At the moment, you’re kind of stumped. You’ve been unable to figure out any more facts using deductive reasoning, so now it’s time to resort to trial and error. You have three independent hypotheses about the puzzle. Hypothesis A seems to have an 80% chance of being right, hypothesis B a 50% chance, and hypothesis C a 20% chance. You’re going to pick a hypothesis and investigate what seems to happen if this hypothesis is true.
Do you:
choose hypothesis A, since it’s probably right and so it’s likely to lead to the right answer,
choose hypothesis B, since this one will yield the most expected information if you figure out whether it’s true or false, or
choose hypothesis C, since it’s probably wrong and so you’re likely to find a disproof, thereby giving you more information?
(Of course, assuming that a hypothesis is false is equivalent to assuming that one of these hypotheses is true.)
The answer, of course, is probably “it depends”. But what does it depend on, and what’s the most likely choice overall?
My first thought is that if it’s a really big puzzle, then you’ll pretty much only make useful progress by establishing things with certainty (since if you make an assumption you think has a probability of 80% five times, there’s only a 33% chance that you were right every time), so your best bet is to assume the hypothesis that is most likely to be falsified, i.e. C. The desire for certainty overrides all other concerns.
But for a really big puzzle, it also makes sense to pick hypothesis B, and try to prove it and to disprove it, because, although you’re less likely to come up with a proof, a proof will end up being more useful in this case.
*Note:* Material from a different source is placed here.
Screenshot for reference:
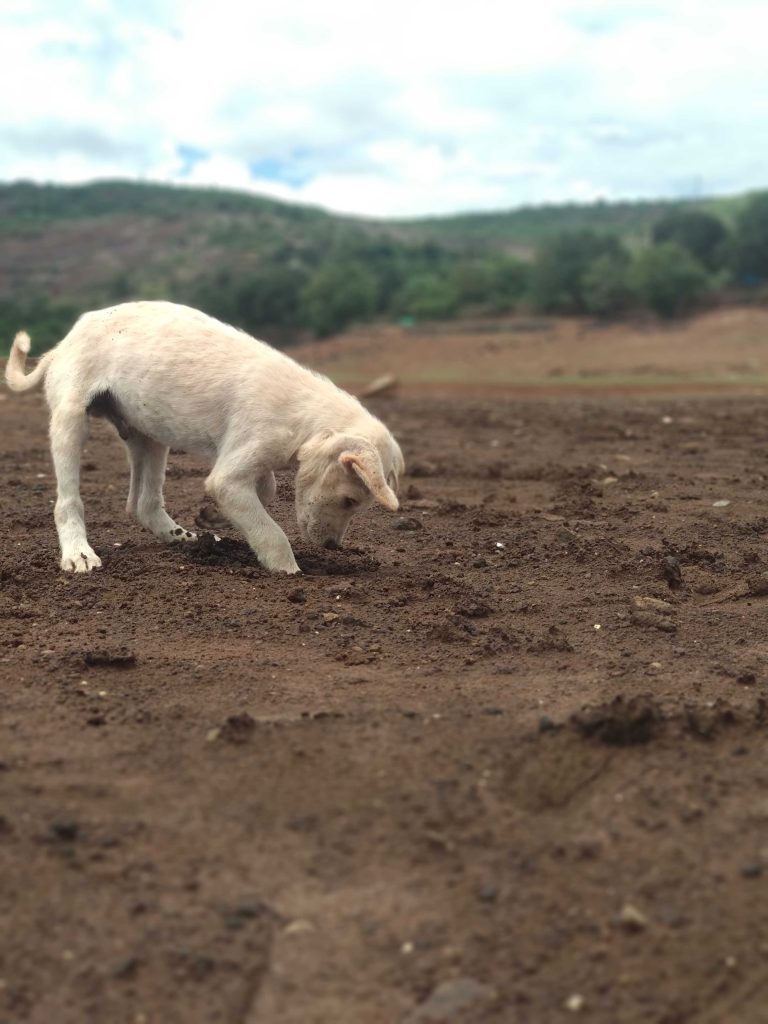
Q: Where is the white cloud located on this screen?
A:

If it’s a small puzzle, assuming C is likely to be a waste of time. You might be best off picking hypothesis A, since this is likely to lead you straight to a solution. Or perhaps B is a better option, since now there are four ways it could be useful. You could find that there’s no solution where B is true; you could find that there’s no solution where B is false; you could find a solution where B is true; or you could find a solution where B is false.
At one extreme is the weekly sudoku puzzle that is completed for my own enjoyment and I am content with my mastery level. At that extreme I pick A, it is not really a goal to improve my sudoku skill, negative results contribute little.
At the other extreme are your hard coding problems, complex engineering problems, and those little bent steel puzzles that you have to take apart and reassemble in apparently impossible ways; Here the long term goal is not to solve the single problem but to learn and solve the problem type. These problems are either without an A solution, or you want greater mastery of the field so that next time only A or B solutions are on the table instead of the B and C solutions. Eventually your peers start coming to you with their A, B, C dilemmas and you can give them the right answer with 100% confidence. After that you will be known as a guru in your field and reap all the prestige and profit that comes with that (results may vary depending on field).
In short it depends on your goal, A to solve the problem, C to solve the problem type. B is a compromise if you want C but the budget doesn’t allow for it.
I’d select B for the “hard coding problems”, as that would give me the most information. (I’m already relatively sure that C won’t work, but I may have absolutely no idea whether B would work).
Do you mean “hypothesis” as something that solves the problem?
If yes, then there’s a problem. Either your beliefs are inconsistent (as they don’t add up to 100%), or the hypotheses cannot be independent. Assuming your beliefs are consistent, your best best would be to figure out what’s the correlation between these hypothesis is between choosing one to test. For example, C could be correlated with A. Choosing to pursue A (or C) would then give information about C (or A) as well.
If no, the amount of the information you’ll get from testing them is incomparable. For example, B could be about a relatively minor thing, while A about 99% of the solution.
You’re trying to solve a puzzle. Maybe it’s a jigsaw puzzle, maybe it’s a Sudoku puzzle, maybe it’s an interesting math problem. In any case, it’s one of those puzzles where you know a solution when you see it, and once it’s almost solved, everything falls into place.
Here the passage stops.